Weer vroeg eruit vandaag. We hebben een lange rit voor de boeg. 267 kilometer door bergachtig terein naar het Mount Field
National Park. Daar willen we vroeg aankomen, want het kampeerterrein is erg geliefd en je kan niet vooraf reserveren.
Bovendien willen we ook nog bij het lake St. Clair langsgaan.
Om kwart over acht vertrokken we richting Queenstown. Direct nadat we Strahan verlaten hebben begint het al. Een en al
(haarspeld)bochten. Op een gegeven moment lijkt het wel de Großclockner (alleen de sneeuw ontbreekt).

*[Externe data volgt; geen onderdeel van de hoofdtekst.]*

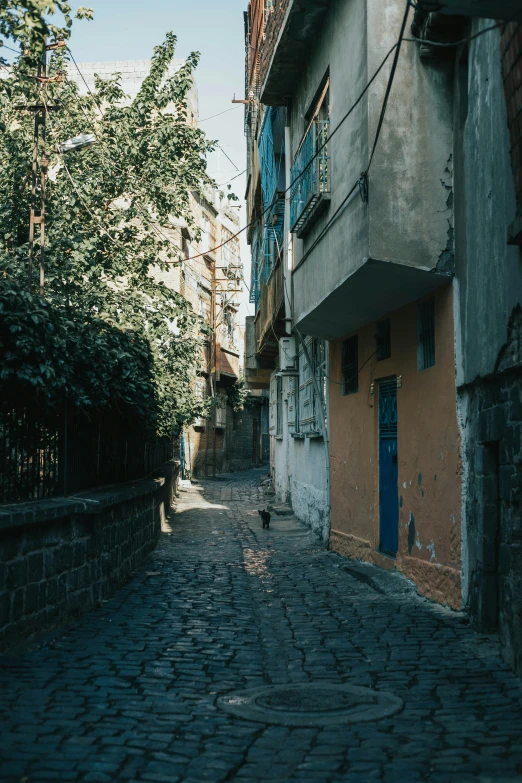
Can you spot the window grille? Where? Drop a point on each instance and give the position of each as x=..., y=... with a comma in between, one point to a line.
x=310, y=406
x=350, y=366
x=383, y=341
x=279, y=406
x=426, y=334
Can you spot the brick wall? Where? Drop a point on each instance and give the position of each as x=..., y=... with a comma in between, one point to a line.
x=511, y=50
x=59, y=557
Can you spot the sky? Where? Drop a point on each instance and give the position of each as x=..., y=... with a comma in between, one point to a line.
x=129, y=30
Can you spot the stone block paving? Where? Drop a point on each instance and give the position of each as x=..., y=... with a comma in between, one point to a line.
x=130, y=693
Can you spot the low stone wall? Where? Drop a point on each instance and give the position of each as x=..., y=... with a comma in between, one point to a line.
x=59, y=557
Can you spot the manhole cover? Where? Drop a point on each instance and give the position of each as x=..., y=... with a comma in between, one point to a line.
x=311, y=704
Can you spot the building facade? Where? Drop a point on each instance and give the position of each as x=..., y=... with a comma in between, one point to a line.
x=397, y=290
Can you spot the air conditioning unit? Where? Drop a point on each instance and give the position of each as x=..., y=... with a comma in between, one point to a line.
x=287, y=354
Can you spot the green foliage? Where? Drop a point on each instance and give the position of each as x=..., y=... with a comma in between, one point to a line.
x=106, y=332
x=239, y=396
x=30, y=22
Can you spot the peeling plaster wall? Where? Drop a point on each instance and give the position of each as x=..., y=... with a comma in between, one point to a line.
x=309, y=492
x=428, y=456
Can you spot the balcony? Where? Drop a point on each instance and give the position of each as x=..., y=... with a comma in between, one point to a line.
x=311, y=193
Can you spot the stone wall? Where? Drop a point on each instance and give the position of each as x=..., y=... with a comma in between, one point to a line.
x=59, y=557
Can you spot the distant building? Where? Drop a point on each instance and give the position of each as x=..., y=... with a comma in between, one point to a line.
x=210, y=279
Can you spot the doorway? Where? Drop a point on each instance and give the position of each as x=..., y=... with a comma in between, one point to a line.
x=388, y=468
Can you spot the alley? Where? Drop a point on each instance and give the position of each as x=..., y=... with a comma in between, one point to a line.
x=132, y=693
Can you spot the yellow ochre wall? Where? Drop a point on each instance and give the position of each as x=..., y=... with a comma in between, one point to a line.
x=428, y=455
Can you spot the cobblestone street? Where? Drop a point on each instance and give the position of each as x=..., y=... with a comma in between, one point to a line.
x=131, y=693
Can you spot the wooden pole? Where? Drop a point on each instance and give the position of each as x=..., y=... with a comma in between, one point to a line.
x=214, y=361
x=34, y=219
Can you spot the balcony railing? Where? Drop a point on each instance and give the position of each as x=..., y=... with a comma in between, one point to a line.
x=311, y=191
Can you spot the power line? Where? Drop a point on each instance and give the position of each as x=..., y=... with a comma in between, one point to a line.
x=234, y=108
x=226, y=156
x=233, y=178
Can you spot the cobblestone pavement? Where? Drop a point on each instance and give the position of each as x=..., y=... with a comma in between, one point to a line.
x=130, y=694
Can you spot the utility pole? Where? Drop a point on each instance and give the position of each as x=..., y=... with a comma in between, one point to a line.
x=213, y=359
x=39, y=135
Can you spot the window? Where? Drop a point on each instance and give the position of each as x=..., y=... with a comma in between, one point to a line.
x=279, y=406
x=310, y=172
x=426, y=334
x=350, y=366
x=205, y=234
x=382, y=339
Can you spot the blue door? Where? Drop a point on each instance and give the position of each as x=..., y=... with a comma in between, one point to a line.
x=388, y=468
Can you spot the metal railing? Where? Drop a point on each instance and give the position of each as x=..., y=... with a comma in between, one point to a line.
x=314, y=179
x=273, y=237
x=71, y=451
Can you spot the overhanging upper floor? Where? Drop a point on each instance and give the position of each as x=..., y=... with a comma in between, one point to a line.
x=289, y=31
x=488, y=9
x=373, y=290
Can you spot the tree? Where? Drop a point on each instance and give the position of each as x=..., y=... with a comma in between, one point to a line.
x=29, y=23
x=107, y=332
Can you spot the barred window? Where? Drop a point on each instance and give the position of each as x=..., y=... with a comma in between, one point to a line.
x=426, y=334
x=350, y=366
x=311, y=407
x=279, y=406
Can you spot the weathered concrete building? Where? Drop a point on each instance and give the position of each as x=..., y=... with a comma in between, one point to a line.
x=299, y=460
x=368, y=288
x=399, y=284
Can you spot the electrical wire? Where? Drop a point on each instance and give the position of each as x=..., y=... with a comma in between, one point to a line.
x=452, y=44
x=390, y=84
x=234, y=108
x=231, y=180
x=226, y=156
x=5, y=46
x=156, y=228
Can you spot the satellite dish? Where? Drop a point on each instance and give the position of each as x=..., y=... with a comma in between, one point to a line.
x=77, y=143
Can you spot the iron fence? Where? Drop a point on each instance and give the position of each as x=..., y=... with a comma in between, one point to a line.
x=69, y=451
x=311, y=175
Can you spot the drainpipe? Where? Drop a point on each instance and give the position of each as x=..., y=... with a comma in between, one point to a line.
x=288, y=249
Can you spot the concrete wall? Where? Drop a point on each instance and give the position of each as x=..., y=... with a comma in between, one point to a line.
x=428, y=455
x=59, y=557
x=488, y=269
x=299, y=473
x=489, y=347
x=408, y=218
x=340, y=48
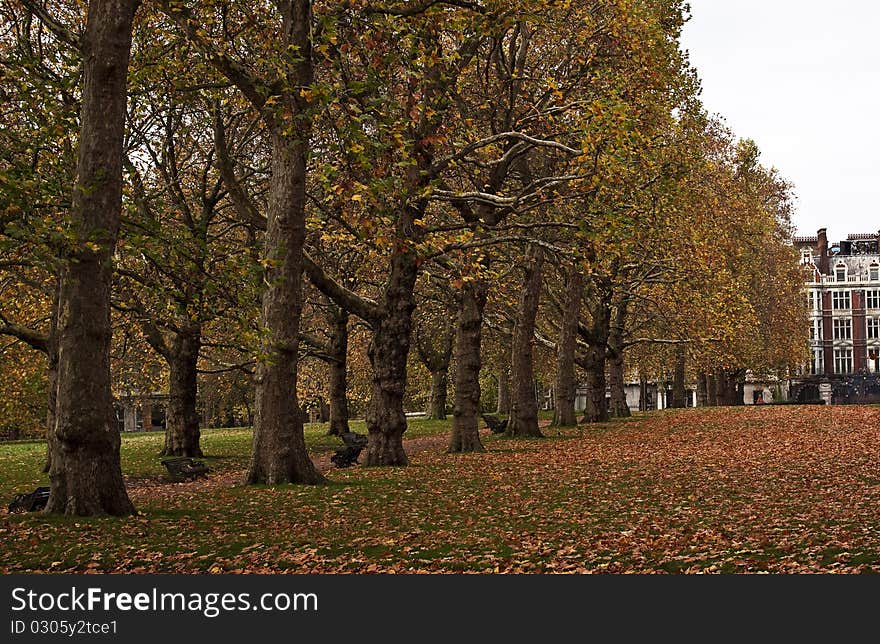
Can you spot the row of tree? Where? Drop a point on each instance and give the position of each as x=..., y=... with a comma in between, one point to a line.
x=288, y=197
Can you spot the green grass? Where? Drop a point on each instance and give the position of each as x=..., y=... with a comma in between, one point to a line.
x=225, y=450
x=732, y=490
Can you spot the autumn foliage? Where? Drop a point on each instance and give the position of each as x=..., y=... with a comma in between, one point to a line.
x=763, y=489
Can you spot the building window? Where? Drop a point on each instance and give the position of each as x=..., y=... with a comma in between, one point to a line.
x=816, y=329
x=816, y=363
x=843, y=361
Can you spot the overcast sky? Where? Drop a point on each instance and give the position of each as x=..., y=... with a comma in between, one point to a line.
x=801, y=78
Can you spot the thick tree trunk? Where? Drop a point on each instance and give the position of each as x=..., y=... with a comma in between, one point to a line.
x=339, y=373
x=619, y=408
x=712, y=390
x=503, y=406
x=702, y=389
x=594, y=368
x=738, y=389
x=85, y=474
x=439, y=387
x=51, y=395
x=524, y=406
x=468, y=339
x=643, y=393
x=678, y=377
x=566, y=388
x=433, y=343
x=279, y=452
x=182, y=433
x=389, y=348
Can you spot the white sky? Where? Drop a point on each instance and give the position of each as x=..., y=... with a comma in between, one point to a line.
x=801, y=78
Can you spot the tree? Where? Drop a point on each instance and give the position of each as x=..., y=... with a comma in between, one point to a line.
x=279, y=92
x=523, y=408
x=85, y=473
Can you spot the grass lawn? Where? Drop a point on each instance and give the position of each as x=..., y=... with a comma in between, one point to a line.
x=778, y=489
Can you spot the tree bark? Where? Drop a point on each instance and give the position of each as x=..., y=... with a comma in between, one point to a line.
x=524, y=407
x=503, y=406
x=678, y=376
x=437, y=403
x=593, y=364
x=619, y=408
x=712, y=390
x=434, y=347
x=86, y=475
x=279, y=452
x=643, y=393
x=182, y=433
x=702, y=389
x=389, y=348
x=468, y=340
x=566, y=388
x=338, y=372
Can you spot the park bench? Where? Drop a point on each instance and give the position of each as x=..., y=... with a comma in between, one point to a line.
x=347, y=455
x=495, y=424
x=31, y=502
x=184, y=468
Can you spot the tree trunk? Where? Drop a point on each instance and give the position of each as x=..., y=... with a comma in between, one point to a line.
x=524, y=406
x=182, y=433
x=85, y=474
x=279, y=452
x=433, y=343
x=468, y=339
x=712, y=390
x=52, y=392
x=503, y=406
x=643, y=393
x=566, y=388
x=339, y=372
x=619, y=408
x=594, y=367
x=678, y=376
x=439, y=387
x=389, y=348
x=702, y=389
x=738, y=388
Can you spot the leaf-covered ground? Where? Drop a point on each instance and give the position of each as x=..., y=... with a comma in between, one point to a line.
x=775, y=489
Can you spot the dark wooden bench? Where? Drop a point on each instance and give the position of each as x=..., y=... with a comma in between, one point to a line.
x=347, y=455
x=183, y=468
x=495, y=424
x=32, y=502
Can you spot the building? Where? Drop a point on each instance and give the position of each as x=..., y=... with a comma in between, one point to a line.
x=843, y=298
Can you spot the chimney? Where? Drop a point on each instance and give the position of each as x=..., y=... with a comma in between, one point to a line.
x=823, y=250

Over de 45
kilometer tot Queenstown doen we bijna een uur.
Daarna blijft het bergachtig. Na twee en een half uur komen we in Derwent Bridge.
Daar nemen we een zijweg naar lake St. Clair. Dit meer ligt geografisch gezien onder Dove Lake, waar op dag 16 zijn geweest.
Dus aan de zuidkant van het Cradle Mountains National Park. Ten opzichte van Dove Lake valt dit meer wat tegen. Of komt dat
doordat de zon niet zo uitbundig schijnt?
Even over enen gaan we verder. Het terein wordt nu vlakker en we kunnen goed opschieten. Om kwart over drie zijn we op de
campground van het Mount Field National Park. Er zijn nog vrije plekken. We zetten de camper op plek drie, stoppen 40
dollar in een enveloppe en vullen daar onze gegevens op in. Vervolgens gaat die enveloppe in een bus en hangen we een
kampeerbewijs voor twee nachten bij de plek. Zo simpel is dat.
We besluiten nog even een wandeling van 25 minuten te maken naar de Russel waterval. Door een dicht bos met hoge Tree Ferns
en reusachtige bomen bereiken we 75 hoge waterval. Aan het eind van de wandeling zien we nog een kleine wallabie.